This tavern situated on the Prince Edward county line is a one-story frame building on a high brick basement. A center-passage, single-pile structure, the tavern now has its main entrance at the basement level. Although the interiors are Federal, the entrance has a Greek Revival frontispiece apparently added in the c. 1840 remodeling. Among the various additions is a lean-to ell flanking the entrance.
Across the road, the brick store is a rare surviving Greek Revival commercial structure in a rural area. The upper story of the pedimented gable-end building had a front sales-room offering everything from groceries and medicine to farm implements and furniture, and the post office was in the rear room. The ground floor was used for storage and to stable the horses of visitors to the tavern. Stairs originally led up to the double entrance doors on the upper story.
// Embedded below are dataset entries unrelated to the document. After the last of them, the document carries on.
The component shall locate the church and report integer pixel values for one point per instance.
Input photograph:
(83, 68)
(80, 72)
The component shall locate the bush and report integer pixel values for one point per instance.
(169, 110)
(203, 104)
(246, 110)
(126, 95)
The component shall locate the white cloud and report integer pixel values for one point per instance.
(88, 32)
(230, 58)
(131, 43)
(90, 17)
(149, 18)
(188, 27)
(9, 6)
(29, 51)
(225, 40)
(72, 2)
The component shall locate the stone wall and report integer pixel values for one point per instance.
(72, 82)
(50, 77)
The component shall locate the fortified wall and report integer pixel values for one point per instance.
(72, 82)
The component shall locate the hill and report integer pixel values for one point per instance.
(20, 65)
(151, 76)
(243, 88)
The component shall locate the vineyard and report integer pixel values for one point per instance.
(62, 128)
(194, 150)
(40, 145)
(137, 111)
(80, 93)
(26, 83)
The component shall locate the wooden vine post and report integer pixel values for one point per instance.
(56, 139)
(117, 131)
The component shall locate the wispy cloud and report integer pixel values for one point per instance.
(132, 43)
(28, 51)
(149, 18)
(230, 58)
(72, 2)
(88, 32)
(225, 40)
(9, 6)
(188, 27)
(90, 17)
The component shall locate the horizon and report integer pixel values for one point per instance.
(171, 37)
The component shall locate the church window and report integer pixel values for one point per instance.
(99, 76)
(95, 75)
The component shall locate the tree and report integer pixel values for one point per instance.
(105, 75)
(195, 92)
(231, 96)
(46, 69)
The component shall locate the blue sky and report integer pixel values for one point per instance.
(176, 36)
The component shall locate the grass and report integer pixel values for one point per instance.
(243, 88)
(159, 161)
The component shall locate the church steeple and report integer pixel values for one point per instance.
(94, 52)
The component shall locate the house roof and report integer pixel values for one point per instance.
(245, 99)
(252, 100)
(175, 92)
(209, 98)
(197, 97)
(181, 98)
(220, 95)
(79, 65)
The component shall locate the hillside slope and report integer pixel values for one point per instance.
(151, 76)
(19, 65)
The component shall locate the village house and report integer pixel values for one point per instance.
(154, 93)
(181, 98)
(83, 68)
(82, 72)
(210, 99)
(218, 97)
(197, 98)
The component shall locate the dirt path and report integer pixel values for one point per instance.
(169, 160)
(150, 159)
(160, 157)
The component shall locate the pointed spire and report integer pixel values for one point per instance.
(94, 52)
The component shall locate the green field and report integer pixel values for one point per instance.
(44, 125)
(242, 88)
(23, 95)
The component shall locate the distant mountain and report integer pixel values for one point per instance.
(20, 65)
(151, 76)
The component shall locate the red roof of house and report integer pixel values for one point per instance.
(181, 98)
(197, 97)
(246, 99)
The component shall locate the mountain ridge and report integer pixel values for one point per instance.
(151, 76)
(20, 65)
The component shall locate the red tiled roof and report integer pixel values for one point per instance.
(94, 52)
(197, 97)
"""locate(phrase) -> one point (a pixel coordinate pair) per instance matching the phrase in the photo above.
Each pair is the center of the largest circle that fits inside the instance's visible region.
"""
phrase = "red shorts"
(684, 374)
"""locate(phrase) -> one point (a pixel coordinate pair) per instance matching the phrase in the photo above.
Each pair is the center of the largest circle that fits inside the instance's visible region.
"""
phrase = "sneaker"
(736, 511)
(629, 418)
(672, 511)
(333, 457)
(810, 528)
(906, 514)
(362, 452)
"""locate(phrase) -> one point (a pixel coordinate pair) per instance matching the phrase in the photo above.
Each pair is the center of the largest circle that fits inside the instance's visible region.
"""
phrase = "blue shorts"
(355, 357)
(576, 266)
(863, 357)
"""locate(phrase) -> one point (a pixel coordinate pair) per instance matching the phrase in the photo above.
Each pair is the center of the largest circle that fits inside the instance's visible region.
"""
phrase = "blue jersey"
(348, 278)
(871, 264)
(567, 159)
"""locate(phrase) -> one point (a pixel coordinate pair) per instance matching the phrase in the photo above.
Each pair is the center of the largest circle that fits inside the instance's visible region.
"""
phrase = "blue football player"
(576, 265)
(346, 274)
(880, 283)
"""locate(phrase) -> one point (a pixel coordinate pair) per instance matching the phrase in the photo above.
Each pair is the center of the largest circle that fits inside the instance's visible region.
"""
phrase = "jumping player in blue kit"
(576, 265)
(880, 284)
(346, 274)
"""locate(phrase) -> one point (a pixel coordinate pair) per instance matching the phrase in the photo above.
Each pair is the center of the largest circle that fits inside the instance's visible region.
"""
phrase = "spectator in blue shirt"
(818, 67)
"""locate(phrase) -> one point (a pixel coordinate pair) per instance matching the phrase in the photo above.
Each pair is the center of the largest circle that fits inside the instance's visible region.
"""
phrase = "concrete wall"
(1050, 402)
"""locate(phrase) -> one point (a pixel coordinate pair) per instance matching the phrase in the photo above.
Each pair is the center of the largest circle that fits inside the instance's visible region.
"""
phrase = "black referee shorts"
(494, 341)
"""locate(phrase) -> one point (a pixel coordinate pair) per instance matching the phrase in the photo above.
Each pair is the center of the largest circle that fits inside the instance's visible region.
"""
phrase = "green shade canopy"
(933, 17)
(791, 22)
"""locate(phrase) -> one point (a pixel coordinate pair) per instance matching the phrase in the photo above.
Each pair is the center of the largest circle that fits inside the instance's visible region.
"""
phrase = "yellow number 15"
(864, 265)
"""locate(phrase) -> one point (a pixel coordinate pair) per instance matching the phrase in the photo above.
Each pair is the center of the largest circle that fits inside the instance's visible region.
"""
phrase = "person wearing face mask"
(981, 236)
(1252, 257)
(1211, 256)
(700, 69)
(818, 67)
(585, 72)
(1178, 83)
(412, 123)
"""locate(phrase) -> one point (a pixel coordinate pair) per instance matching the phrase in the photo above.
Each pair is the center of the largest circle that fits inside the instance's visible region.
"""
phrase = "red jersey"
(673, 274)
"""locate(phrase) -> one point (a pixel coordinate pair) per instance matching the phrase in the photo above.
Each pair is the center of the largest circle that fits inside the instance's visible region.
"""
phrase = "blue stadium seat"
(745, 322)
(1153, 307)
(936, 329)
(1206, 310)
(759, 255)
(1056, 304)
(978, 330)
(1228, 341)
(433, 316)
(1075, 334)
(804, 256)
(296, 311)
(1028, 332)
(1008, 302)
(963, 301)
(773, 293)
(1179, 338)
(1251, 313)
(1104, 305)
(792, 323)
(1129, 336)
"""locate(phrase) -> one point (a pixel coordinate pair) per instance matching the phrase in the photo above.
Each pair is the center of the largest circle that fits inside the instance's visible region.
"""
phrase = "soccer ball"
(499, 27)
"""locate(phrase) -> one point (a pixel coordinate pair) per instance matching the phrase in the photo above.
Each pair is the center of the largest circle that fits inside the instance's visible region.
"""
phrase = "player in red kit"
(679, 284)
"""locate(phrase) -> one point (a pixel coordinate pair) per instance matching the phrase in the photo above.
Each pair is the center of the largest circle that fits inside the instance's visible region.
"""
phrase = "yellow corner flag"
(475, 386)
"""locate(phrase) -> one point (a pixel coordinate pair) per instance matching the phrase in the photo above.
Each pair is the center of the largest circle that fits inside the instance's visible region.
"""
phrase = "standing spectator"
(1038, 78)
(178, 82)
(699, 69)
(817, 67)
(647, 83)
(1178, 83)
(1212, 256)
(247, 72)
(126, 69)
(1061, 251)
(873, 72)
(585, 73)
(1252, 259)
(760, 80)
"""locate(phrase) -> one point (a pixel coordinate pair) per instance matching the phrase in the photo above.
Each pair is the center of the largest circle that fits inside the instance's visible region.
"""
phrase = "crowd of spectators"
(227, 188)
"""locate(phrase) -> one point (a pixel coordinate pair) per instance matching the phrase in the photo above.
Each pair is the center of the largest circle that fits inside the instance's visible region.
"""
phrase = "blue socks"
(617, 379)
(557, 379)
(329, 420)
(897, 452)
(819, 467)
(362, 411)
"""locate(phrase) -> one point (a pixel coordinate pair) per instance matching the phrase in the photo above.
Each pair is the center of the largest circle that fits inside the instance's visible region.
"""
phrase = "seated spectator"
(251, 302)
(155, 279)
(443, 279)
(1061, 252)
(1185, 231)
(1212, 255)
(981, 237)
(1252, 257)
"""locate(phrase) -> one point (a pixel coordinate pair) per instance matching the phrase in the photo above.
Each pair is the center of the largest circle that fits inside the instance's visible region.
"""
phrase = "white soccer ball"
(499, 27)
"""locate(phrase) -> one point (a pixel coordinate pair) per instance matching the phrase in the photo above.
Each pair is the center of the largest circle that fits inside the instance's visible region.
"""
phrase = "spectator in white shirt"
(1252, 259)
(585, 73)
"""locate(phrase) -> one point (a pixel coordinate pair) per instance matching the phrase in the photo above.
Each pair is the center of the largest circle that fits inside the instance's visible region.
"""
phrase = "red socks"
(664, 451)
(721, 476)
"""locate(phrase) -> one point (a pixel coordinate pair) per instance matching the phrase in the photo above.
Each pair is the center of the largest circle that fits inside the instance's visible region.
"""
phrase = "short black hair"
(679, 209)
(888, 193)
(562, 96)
Flanking the entrance doors are large twelve-over-twelve display windows with lintels featuring cornerblocks and fretwork. The high degree of architectural sophistication and finish displayed in Burke's Store is rarely seen in rural Virginia's commercial establishments.
The store and the tavern were built by Samuel Dabney Burke, a member of Virginia's House of Delegates, a militia colonel, and entrepreneur for whom nearby Burkeville was named. It was to Burke's Tavern in 1865 that Thomas A. Smythe, the last Union general to be killed in the Civil War, was brought to die. Later, the death knell rang for the store itself when the railroad passed a mile southeast from it. Burke closed the store, moved into what became Burkeville, and built the now-demolished Burke's Hotel.